Lavérendrye écoutait accablé de tout ce réquisitoire. Cerf-Agile éclata de rive.

— La civilisation qui devait me transformer m’a transformé en effet, continua-t-il. Elle a fait de moi un être sans entrailles, un monstre exécrable le jour où j’ai constaté que mon cœur était gangrené par la jalousie. Voilà pourquoi, les Sioux, vos ennemis et les miens, menés par moi, ont massacré vingt-et-un des vôtres.
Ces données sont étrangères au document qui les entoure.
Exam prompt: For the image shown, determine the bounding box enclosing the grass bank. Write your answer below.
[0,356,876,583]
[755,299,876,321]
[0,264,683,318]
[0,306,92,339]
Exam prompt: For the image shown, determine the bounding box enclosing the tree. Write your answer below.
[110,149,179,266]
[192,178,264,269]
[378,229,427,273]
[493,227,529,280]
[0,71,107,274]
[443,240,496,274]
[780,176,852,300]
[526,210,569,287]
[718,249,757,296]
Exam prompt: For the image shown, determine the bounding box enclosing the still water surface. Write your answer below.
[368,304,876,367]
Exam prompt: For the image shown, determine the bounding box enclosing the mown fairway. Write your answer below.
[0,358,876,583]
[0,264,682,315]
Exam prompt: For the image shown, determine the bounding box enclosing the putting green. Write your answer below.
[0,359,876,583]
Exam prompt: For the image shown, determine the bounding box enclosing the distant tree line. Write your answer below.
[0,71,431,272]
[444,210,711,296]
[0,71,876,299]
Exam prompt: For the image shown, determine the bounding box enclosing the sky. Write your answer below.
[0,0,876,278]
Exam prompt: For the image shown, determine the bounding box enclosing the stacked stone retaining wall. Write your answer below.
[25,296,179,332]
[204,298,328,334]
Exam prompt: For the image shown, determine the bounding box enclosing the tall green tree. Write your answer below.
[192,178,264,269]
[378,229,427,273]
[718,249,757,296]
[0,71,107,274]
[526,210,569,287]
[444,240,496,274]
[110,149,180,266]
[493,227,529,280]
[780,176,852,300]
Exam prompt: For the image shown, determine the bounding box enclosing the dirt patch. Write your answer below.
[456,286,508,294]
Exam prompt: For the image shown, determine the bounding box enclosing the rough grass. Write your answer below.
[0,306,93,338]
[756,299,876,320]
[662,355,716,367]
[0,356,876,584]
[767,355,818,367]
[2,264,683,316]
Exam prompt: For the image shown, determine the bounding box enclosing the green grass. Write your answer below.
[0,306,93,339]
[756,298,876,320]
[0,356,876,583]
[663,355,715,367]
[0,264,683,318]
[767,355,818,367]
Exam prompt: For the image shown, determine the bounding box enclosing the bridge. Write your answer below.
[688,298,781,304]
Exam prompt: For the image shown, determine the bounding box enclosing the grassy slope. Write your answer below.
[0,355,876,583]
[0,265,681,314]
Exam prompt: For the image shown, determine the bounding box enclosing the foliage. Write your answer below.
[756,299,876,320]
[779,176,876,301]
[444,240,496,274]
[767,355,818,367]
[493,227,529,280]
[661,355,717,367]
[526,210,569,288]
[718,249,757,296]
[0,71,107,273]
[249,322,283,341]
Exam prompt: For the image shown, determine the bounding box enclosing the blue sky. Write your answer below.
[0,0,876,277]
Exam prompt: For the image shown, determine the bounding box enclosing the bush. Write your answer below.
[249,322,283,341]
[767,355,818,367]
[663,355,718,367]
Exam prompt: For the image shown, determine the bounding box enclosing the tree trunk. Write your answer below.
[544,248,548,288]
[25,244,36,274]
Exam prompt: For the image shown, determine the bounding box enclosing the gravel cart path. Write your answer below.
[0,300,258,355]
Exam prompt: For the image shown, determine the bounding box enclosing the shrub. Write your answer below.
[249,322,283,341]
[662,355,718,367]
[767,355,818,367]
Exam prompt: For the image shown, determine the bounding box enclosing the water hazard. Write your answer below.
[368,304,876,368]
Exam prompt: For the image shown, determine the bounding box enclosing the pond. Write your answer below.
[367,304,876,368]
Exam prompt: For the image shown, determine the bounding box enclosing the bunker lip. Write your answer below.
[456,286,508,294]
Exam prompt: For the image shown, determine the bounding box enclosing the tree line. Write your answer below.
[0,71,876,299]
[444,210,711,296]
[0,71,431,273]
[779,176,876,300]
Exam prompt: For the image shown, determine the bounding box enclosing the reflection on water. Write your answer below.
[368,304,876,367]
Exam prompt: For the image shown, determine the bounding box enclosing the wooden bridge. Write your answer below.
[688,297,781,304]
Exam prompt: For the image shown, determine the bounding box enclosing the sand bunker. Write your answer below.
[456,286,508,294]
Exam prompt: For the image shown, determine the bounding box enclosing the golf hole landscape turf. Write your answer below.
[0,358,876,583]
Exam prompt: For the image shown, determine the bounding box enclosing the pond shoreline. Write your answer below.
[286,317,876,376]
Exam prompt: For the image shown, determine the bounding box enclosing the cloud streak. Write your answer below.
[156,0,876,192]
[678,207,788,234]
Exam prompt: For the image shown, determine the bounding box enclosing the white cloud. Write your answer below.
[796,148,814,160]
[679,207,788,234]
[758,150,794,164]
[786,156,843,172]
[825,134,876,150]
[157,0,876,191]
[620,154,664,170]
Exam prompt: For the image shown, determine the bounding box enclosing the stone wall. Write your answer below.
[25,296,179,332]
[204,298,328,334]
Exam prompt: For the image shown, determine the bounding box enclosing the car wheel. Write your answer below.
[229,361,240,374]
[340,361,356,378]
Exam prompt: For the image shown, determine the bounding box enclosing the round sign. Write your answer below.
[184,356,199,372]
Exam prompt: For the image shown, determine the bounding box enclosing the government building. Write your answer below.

Et pourquoi ai-je fait cela ? Parce que votre fils aîné, Monseigneur, plus bel homme que moi du moment qu’il avait la peau blanche, parlant mieux que moi, car sa voix était douce et la mienne est rauque, votre fils aîné, dis-je, m’avait volé le seul bien auquel je tenais en ce monde, l’amour de celle que j’aimais. Et je l’ai fait massacrer lui, le missionnaire et leur dix-neuf compagnons. Pourquoi ? Pour me venger ! Car votre civilisation tant vantée m’a aussi confirmé dans la conviction que la vengeance est douce. Vous savez maintenant qui je suis, et ce que j’ai fait. Vous me tenez en votre pouvoir. Faites de moi ce que vous voudrez. J’ai dit.